Blood-ruby light streamed through the narrow, irregular slits in the high-domed ceiling of the chamber. They formed long unwavering beams that cut through the smoke haze and shafted down to the black marble floor below, creating a geometric design in three dimensions. When viewed from most possible angles, it resembled nothing more than an elongated, cat’s-cradle cage of brightness. A slightly larger, circular aperture at the apex of the dome produced a single and absolutely vertical column
of illumination, somewhat wider and more intense than the other pencil-thin rays.
The obvious stylistic influence and overall effect of the chamber was decidedly Islamic, akin in some ways to an anteroom in a huge and magnificent mosque. This had been Semple McPherson’s original intention when she had conceived the chamber and all of the other rooms in her extensive domain. She had been striving for an obvious counterbalance to her sibling’s overbearing, open-air Christianity. Where mosques, however, were places of cool holiness, the smoky red light and the abstract, vaguely flamelike mosaics, in black, scarlet, and gold, that adorned the walls and snaked up all the way to the apex of the dome whispered of damnation and punishment. The ever-burn chromium spheres floating in the convex space, moving about their randomly combustible sphere business, hinted at a cruel surrealism. The runic inscriptions and cabalistic symbols etched in gold on the black marble of the floor provided a louder literary confirmation that this was a place where sweetness and mercy had been banished, right along with faith, hope, and charity. If Semple’s creation was a mosque, it was seemingly a mosque in Hell where, rather than prayer and devotion and the worship of Allah, the primary focus was the practice of torture and subjugation. If any further amplification was needed, the way the central beam of light fell directly on a chained and kneeling winged figure crouched on the marble floor said it all.
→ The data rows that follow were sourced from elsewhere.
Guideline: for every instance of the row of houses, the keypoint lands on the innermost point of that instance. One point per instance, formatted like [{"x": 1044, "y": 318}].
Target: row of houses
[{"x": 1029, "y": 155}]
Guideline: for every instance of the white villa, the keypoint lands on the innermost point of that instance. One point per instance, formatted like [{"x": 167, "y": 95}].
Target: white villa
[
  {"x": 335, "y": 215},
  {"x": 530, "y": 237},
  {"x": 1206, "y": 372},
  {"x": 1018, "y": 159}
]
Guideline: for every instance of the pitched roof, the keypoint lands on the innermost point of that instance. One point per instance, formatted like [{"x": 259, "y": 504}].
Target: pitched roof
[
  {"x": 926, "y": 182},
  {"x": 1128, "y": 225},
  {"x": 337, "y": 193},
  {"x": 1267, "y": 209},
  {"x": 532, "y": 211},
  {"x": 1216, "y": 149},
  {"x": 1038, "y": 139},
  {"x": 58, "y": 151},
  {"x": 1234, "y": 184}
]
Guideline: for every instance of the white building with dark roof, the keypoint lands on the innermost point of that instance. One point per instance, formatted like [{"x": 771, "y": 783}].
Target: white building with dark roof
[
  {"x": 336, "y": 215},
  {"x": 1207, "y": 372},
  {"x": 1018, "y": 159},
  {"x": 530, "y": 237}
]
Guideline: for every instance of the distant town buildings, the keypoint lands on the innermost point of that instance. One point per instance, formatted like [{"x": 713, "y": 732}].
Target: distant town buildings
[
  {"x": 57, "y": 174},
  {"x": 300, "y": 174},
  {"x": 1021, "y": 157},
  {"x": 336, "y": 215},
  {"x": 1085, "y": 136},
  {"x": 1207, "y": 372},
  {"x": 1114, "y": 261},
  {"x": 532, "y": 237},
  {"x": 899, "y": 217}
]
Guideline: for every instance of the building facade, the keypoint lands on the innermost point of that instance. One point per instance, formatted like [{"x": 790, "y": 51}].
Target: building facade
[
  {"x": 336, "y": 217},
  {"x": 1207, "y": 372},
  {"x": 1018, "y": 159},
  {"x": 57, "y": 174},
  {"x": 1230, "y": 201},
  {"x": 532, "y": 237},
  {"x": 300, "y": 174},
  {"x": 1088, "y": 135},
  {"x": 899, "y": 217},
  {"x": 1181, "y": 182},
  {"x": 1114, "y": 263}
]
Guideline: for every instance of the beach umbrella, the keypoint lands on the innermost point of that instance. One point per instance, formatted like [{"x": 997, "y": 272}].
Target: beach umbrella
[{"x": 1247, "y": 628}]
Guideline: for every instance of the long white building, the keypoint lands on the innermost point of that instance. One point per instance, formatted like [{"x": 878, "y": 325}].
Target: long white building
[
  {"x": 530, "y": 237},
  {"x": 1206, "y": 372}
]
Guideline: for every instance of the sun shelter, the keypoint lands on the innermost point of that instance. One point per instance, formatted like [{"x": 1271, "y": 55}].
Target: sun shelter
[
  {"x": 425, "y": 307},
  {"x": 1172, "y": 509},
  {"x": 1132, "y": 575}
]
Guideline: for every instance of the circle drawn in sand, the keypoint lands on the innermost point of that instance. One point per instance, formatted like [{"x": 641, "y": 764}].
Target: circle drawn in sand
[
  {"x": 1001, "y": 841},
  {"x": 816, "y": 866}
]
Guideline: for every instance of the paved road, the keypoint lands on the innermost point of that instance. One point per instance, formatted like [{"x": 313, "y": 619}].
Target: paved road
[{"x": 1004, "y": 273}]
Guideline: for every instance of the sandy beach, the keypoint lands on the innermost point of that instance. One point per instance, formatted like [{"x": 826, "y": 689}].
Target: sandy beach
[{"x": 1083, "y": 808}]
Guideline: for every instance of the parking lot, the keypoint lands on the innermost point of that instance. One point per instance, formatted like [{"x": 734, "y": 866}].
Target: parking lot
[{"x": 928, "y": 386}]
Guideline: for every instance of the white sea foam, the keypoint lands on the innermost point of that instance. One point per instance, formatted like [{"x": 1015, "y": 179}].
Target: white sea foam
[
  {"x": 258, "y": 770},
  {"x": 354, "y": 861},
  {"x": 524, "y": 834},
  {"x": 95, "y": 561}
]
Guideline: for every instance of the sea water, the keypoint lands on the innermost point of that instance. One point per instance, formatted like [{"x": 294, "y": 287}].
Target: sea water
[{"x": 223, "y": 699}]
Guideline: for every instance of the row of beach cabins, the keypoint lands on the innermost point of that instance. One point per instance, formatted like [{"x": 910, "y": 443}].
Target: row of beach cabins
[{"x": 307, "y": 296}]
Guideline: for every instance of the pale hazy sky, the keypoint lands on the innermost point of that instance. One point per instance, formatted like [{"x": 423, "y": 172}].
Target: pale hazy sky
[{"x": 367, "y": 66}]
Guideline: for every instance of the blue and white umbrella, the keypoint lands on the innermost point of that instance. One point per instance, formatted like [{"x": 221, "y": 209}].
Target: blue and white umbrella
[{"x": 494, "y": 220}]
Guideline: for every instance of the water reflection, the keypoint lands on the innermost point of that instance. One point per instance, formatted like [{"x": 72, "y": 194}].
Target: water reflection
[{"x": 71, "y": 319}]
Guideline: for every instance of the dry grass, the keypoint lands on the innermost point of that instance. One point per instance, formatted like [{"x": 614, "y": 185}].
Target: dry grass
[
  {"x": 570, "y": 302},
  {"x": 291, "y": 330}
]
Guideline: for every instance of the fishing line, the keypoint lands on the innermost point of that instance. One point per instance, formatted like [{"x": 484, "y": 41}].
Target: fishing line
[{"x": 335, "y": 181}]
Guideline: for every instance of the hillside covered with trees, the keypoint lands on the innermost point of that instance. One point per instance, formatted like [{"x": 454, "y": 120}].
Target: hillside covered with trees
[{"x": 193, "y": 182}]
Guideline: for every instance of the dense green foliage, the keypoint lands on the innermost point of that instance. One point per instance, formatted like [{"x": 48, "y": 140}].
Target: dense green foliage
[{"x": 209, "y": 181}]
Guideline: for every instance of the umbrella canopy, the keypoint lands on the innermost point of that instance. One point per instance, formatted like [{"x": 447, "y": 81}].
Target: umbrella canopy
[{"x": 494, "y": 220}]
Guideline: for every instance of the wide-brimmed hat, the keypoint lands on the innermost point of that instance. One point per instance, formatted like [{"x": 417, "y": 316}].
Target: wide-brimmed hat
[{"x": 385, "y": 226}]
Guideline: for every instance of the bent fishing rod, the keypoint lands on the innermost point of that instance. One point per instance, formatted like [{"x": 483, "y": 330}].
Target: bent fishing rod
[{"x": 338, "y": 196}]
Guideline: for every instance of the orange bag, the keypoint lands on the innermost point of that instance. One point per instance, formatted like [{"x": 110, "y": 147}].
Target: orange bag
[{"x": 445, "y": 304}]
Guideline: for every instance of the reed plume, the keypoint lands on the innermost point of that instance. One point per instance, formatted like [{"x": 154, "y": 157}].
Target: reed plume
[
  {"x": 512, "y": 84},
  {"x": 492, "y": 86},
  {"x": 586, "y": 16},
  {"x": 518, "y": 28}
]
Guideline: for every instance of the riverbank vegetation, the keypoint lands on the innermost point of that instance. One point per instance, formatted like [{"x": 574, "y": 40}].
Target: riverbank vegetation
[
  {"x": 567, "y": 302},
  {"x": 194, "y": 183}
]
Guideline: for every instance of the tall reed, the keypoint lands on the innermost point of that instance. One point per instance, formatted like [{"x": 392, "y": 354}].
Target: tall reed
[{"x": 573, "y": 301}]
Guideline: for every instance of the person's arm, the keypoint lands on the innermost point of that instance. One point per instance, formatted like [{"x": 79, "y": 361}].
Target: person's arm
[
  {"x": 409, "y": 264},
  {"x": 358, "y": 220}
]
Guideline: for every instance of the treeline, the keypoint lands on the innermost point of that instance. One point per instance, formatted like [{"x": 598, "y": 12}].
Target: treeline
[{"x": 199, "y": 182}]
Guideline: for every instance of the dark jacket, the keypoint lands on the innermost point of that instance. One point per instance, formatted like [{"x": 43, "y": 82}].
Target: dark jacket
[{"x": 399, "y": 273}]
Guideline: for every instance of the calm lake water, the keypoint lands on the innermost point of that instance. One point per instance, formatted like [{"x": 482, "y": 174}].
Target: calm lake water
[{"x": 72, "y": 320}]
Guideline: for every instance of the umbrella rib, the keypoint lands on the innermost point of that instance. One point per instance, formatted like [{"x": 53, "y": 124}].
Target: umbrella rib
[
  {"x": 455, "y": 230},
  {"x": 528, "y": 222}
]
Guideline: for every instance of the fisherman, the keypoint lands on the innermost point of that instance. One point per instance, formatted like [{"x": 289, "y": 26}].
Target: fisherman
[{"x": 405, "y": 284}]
That the light came from above tended to suggest that, somewhere beyond the dome, a larger world existed, perhaps even some semblance of a sun and a sky. In fact, that was not the case. Semple had never bothered to devise any greater reality to give context to the invented Hell in which she dwelled, amused herself, and whiled away a perfectly satisfactory Afterlife. Semple disliked the outdoors. Such niceties like earth and sky were the province of her sibling. If Aimee had her way, all of everywhere would be reconfigured in the image of her narrow, conservative, and boringly orthodox concept of a pastoral Heaven.
As with much in the Afterlife, the relationship between the opposing kingdoms of the two sisters was complicated. To think that Aimee’s Maxfield Parrish Paradise was somewhere above, and that Semple’s Arabian Hell was somehow below, was convenient but sadly nonsensical. Such relativities were merely handed on from the mortal coil, handy luggage from the earthly life. They had no factual basis in postmortem complexity.